Google has brought a new security feature to the latest update of its Lollipop release of Android, allowing users to keep their device unlocked as long as its still on their body.
Known as "On-body detection", this new feature keeps your smartphone unlocked for as long as it's held in someone's hand or put in a pocket. The moment the device is placed on a surface the phone locks itself, stopping others from picking it up and jumping in. This means you save precious time unlocking your phone over and over again when its screen times out or you put it away after sending a quick text.
On-body detection works through your phone's accelerometer to detect if it's being held or not. Strangely, this feature is currently only available on Android 5 and above, and there's no word on it coming to earlier builds. Seeing as, according to Google, only around 3 percent of Android devices currently run Lollipop, it would be beneficial to roll it out to all Android builds instead of just Lollipop.

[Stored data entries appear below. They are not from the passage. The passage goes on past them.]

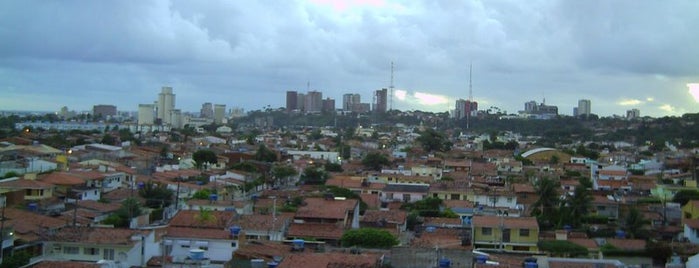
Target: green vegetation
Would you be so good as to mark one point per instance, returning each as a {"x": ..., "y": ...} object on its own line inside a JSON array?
[
  {"x": 563, "y": 248},
  {"x": 368, "y": 238}
]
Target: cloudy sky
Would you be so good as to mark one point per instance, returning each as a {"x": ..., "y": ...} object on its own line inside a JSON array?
[{"x": 619, "y": 54}]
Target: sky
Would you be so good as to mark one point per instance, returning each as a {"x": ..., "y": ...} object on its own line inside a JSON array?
[{"x": 620, "y": 55}]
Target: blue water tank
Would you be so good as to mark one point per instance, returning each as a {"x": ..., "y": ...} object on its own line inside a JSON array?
[
  {"x": 298, "y": 244},
  {"x": 235, "y": 230},
  {"x": 196, "y": 254},
  {"x": 620, "y": 234},
  {"x": 444, "y": 263}
]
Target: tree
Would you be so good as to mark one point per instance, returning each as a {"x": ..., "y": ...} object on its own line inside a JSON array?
[
  {"x": 368, "y": 238},
  {"x": 684, "y": 196},
  {"x": 634, "y": 222},
  {"x": 313, "y": 175},
  {"x": 579, "y": 205},
  {"x": 431, "y": 141},
  {"x": 375, "y": 161},
  {"x": 156, "y": 196},
  {"x": 264, "y": 154},
  {"x": 201, "y": 157},
  {"x": 283, "y": 172}
]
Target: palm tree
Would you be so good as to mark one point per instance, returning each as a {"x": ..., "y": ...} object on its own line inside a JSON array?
[
  {"x": 634, "y": 222},
  {"x": 579, "y": 204}
]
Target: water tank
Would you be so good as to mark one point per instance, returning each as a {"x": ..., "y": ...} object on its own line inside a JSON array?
[
  {"x": 196, "y": 254},
  {"x": 444, "y": 263},
  {"x": 298, "y": 244},
  {"x": 481, "y": 259},
  {"x": 620, "y": 234},
  {"x": 235, "y": 230},
  {"x": 257, "y": 263}
]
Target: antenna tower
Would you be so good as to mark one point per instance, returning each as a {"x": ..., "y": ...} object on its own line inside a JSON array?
[
  {"x": 470, "y": 96},
  {"x": 391, "y": 89}
]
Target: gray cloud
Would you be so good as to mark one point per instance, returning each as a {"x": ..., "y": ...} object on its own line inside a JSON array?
[{"x": 247, "y": 54}]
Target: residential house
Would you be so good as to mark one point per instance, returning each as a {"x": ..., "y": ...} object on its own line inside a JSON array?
[
  {"x": 324, "y": 219},
  {"x": 200, "y": 230},
  {"x": 126, "y": 247},
  {"x": 605, "y": 206},
  {"x": 507, "y": 233},
  {"x": 404, "y": 192}
]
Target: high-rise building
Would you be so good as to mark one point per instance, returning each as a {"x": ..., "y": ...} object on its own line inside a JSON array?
[
  {"x": 633, "y": 114},
  {"x": 146, "y": 114},
  {"x": 165, "y": 105},
  {"x": 328, "y": 105},
  {"x": 381, "y": 100},
  {"x": 350, "y": 101},
  {"x": 313, "y": 101},
  {"x": 219, "y": 113},
  {"x": 103, "y": 110},
  {"x": 583, "y": 108},
  {"x": 292, "y": 102},
  {"x": 207, "y": 110}
]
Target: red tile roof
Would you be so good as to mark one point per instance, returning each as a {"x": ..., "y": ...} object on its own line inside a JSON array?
[
  {"x": 509, "y": 222},
  {"x": 330, "y": 260},
  {"x": 315, "y": 230},
  {"x": 320, "y": 208}
]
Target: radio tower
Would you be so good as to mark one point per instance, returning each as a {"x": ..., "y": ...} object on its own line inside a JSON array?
[
  {"x": 470, "y": 96},
  {"x": 390, "y": 106}
]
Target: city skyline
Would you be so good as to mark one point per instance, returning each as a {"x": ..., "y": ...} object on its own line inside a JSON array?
[{"x": 249, "y": 55}]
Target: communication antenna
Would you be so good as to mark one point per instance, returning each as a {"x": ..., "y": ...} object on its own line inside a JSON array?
[
  {"x": 470, "y": 95},
  {"x": 391, "y": 89}
]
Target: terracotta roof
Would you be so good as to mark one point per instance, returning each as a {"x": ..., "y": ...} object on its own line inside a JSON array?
[
  {"x": 315, "y": 230},
  {"x": 330, "y": 260},
  {"x": 25, "y": 184},
  {"x": 509, "y": 222},
  {"x": 692, "y": 223},
  {"x": 91, "y": 235},
  {"x": 391, "y": 216},
  {"x": 321, "y": 208},
  {"x": 627, "y": 244},
  {"x": 189, "y": 218},
  {"x": 194, "y": 233},
  {"x": 66, "y": 264}
]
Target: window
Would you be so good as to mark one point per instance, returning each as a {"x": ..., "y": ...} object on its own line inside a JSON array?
[
  {"x": 524, "y": 232},
  {"x": 108, "y": 254},
  {"x": 71, "y": 250},
  {"x": 91, "y": 251}
]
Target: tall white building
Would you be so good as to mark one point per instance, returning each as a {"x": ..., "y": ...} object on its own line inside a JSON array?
[
  {"x": 583, "y": 107},
  {"x": 219, "y": 113},
  {"x": 165, "y": 105},
  {"x": 146, "y": 114}
]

However, the addition of On-body detection as a "Smart Unlock" feature is alluring to those who want quick-access to their smartphone. As Google can't support a biometric verification service due to the varied devices it runs on, this is the next best thing. The trouble is, it really isn't all that secure.
Using our Nexus 6, running Android 5.1 Lollipop, we noticed that On-body detection wasn't as responsive as we'd have liked. From a security standpoint, placing your device down on a surface doesn't lock it instantly. Instead it takes around 15 - 20 seconds to kick in, giving an opportunist thief just enough time to grab it and gain access to the entirity of your phone.
Perhaps On-body detection could work better if updated with an Android Wear pairing solution. If your phone ventures too far from your watch when "On-body detection" is on, it automatically locks. When near you, and thus the watch, it stays completely unlocked. Think of it as an expansion of Android Wear's "find my phone" functionality.
But perhaps that's wishful thinking.